Paying a visit to the Future Garden tent proved a real treat. The Southampton locals, renowned for putting on some of the most creative nights around in unique venues had, of course, taken the time to make their appearance at Big Top just as special. A wall of record sleeves covered the front of the team’s booth, whilst tiny disco balls shone above the crowd. Best of all was the huge golden Future Garden logo hanging behind the DJs like a giant 70s style medallion, completing the tent’s ‘discotheque’ look with a touch of bling. It was great to see these already iconic initials adorning not only the tent, but as facepaint on the group’s devoted fan base, in and among the crowd, packing out the tent. Catching the Future Garden DJs’ set was a must for any avid disco fan, as it was impossible not to dance to the infectious funk being played.
Those lucky enough to have access to the VIP area were certainly well looked after, as Junk Department laid on a suitably special experience. Housed inside a lavishly decorated tent with a luxurious and exotic Moroccan theme, furnished with palm leaves; the tent’s comfy chill out spaces provided the ideal location to relax and enjoy exclusive DJ sets. The tent later became a party in its own right, as Flashmob took to the decks for a special set, an early highlight came as they layed down Kill Frenzy’s remix of Claude VonStroke’s ‘Dood’.
Once darkness had fallen, of course, Big Top truly came into its element. Under the cover of darkness the once busy park became utterly deserted as the crowds took to the main tent for the night’s headline acts. The lighting rig proved impressive as it cast its beams into the depths of the cavernous Big Top, searching amongst the moving sea of festival goers. Albeit a delayed set, Maya Jane Coles immediately ignited the crowd with her signature deep house sound. As the set progressed, it was welcome to hear Maya diversify with the integration of dubbier elements and the darker output associated with her alter alias Nocturnal Sunshine.
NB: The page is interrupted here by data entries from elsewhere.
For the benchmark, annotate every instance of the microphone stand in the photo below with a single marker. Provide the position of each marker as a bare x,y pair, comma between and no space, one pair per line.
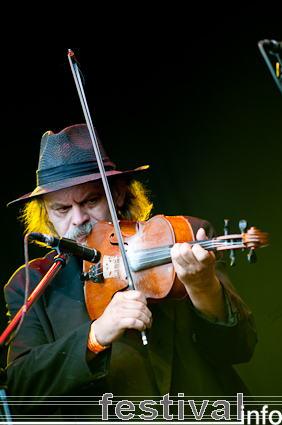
59,262
261,45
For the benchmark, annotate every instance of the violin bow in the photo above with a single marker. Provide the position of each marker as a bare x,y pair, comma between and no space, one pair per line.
75,71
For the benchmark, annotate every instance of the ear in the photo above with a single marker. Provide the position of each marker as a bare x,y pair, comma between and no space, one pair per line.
119,191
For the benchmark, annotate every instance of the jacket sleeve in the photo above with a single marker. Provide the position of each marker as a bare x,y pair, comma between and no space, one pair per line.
224,343
40,366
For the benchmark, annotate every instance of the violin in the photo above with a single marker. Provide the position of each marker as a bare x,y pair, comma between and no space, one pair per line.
147,245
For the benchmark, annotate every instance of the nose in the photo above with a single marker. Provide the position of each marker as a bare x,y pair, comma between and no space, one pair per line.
79,216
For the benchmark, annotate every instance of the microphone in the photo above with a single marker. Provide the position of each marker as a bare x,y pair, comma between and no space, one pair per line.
68,246
272,46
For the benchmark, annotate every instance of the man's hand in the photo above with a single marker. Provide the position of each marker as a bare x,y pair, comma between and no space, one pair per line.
195,269
127,310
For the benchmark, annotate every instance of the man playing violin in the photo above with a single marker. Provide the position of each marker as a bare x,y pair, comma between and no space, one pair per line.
60,351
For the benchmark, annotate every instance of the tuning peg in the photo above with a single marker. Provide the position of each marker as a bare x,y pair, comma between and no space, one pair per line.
243,226
226,227
252,258
232,253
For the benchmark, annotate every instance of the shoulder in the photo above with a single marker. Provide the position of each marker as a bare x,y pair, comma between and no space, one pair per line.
37,269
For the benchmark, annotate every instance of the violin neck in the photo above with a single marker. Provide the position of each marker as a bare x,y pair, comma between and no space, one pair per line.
152,257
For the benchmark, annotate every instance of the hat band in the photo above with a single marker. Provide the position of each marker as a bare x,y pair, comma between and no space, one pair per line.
69,171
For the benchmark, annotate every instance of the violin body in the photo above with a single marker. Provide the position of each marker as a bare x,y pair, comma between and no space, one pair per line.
156,279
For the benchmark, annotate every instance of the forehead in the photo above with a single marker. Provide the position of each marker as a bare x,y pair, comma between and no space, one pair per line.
74,194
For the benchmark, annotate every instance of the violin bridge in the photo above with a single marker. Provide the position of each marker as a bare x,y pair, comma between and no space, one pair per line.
110,266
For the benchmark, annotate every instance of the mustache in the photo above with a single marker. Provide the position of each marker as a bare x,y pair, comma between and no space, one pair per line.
80,230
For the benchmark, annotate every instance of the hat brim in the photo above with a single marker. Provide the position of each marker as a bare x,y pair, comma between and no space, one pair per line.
64,184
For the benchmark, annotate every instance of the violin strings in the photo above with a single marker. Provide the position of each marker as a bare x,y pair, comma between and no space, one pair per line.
163,253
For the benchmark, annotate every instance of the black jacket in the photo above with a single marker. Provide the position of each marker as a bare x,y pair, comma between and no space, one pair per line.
186,352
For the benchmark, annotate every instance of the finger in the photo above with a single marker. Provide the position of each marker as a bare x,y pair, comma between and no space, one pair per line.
201,255
134,295
201,234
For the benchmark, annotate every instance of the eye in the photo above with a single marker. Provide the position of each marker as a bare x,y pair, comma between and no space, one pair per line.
63,209
92,201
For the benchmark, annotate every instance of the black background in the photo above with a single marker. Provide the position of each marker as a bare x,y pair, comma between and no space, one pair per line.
193,99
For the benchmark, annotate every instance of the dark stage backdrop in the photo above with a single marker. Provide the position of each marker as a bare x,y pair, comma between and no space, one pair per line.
202,109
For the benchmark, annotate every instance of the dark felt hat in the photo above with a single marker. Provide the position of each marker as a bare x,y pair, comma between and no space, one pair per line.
67,159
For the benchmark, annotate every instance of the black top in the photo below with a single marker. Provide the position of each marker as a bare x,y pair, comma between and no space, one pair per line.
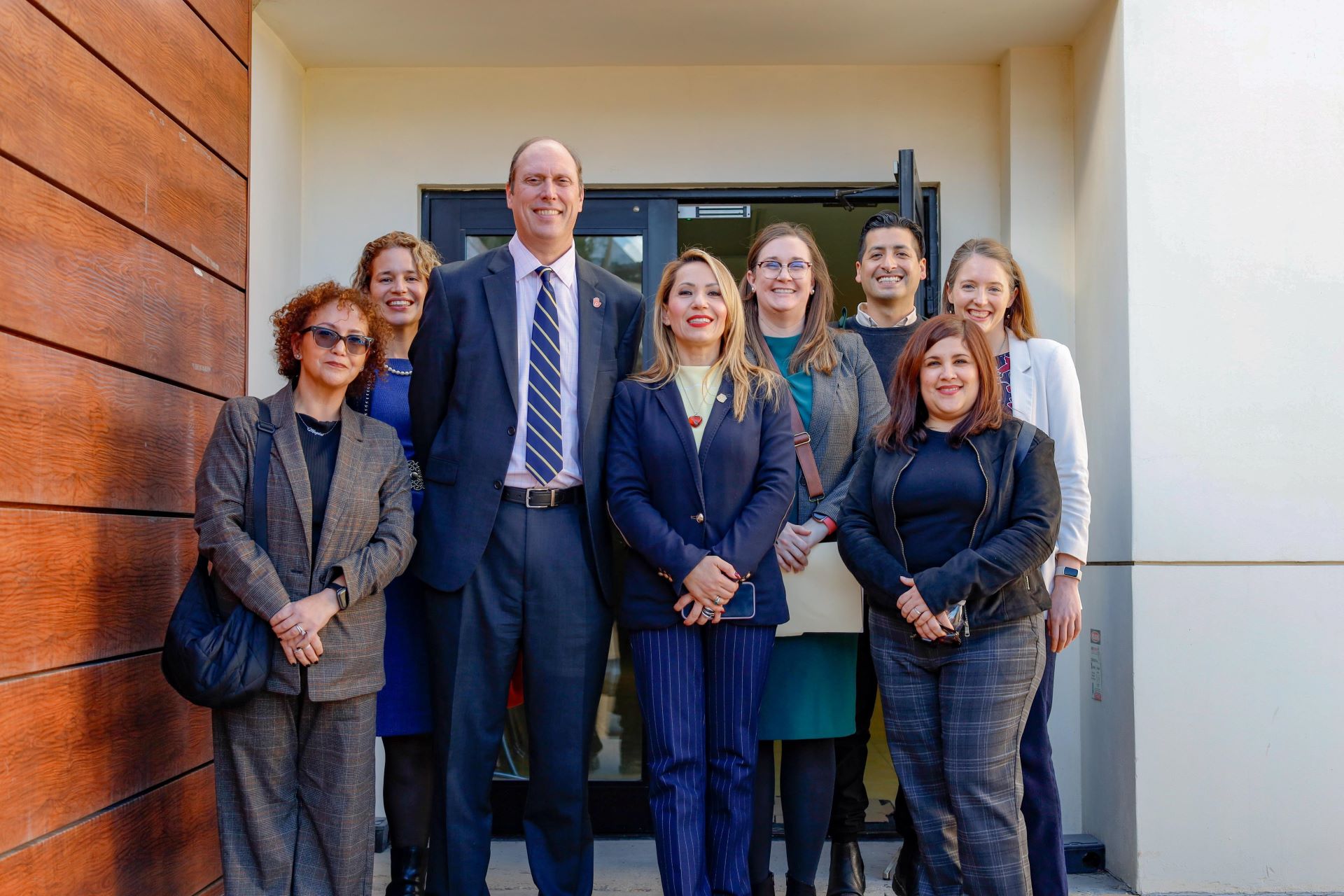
939,498
883,344
320,457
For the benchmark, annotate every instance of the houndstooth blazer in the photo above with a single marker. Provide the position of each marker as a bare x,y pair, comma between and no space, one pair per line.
366,535
847,406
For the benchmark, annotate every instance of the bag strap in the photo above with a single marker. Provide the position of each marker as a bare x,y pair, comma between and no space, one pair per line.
261,472
1025,437
802,440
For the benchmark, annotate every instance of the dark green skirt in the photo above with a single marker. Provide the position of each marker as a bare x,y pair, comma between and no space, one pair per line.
809,691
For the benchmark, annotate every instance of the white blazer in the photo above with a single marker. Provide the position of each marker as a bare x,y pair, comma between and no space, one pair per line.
1046,394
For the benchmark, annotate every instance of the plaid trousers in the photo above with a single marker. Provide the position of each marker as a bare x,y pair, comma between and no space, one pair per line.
955,719
295,792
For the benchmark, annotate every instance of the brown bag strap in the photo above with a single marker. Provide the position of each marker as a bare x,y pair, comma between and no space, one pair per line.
802,440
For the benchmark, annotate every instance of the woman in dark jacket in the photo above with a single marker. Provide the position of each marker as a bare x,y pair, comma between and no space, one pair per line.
699,481
949,505
295,764
394,273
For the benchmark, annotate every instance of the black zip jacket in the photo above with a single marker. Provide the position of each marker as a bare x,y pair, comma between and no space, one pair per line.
999,573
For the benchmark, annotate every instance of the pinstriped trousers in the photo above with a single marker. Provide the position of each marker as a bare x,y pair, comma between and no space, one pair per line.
295,794
701,692
955,719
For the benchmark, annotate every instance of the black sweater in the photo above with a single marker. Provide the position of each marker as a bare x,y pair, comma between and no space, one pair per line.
999,575
883,343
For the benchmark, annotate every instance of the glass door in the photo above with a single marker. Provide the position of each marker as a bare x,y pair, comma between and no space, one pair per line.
632,239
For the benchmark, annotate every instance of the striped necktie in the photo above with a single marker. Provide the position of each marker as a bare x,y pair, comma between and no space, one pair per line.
545,428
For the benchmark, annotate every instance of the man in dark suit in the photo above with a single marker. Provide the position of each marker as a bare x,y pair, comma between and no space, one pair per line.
515,363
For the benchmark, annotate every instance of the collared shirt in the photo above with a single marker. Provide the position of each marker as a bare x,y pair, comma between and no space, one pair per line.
864,320
527,285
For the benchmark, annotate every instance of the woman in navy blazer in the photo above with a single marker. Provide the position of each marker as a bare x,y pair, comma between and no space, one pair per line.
699,481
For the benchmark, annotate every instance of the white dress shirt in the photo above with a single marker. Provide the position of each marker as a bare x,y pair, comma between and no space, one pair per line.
866,320
527,285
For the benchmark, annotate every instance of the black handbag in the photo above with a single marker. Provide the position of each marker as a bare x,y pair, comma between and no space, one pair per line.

Headliner Jamie Jones was greeted with enormous energy from the crowd as he arrived for his headline slot. This continued throughout his set as fans passionately celebrated every mix and transition the man made. The Hot Creations label owner put on a suitably diverse set that was embellished further with the full force of Junk’s stage production, unleashing CO2 and fire jets on cue as the crowd erupted into motion whenever Jones delivered the next beat or groove. Coupled with this were atmospheric 3D graphics on the LED stage displays, making the headline set a truly immersive experience.
The one day festival was a testament to Junk Department’s reputation as a brand. The ability to bring together such a crowd of like-minded music fans and deliver such a high quality experience on its first venture into festival territory is no small feat. Achieving the laid back atmosphere all festivals strive for is no easy task, but was present throughout Big Top. During the afternoon, festival goers were able to sit back and soak up the fantastic summer weather whilst enjoying DJs’ sets from afar thanks to the high quality sound systems in each tent. Later during headline sets, it was notable that fans happily had space to move and dance, unhassled by the mass mentality, often seen at larger commercial festivals, that surging forward to pack out the front is the only way to enjoy an artist perform.
Looking at the bigger picture, it was excellent to see Big Top put Southampton firmly on the radar as a festival location. The date was well timed, early in the season to build anticipation for larger festivals later in the summer. The event as a whole was a well-executed innovation in the way Junk Department delivers underground music, and I am looking forward to seeing the group continue to push their brand with more ambitious ventures like Big Top.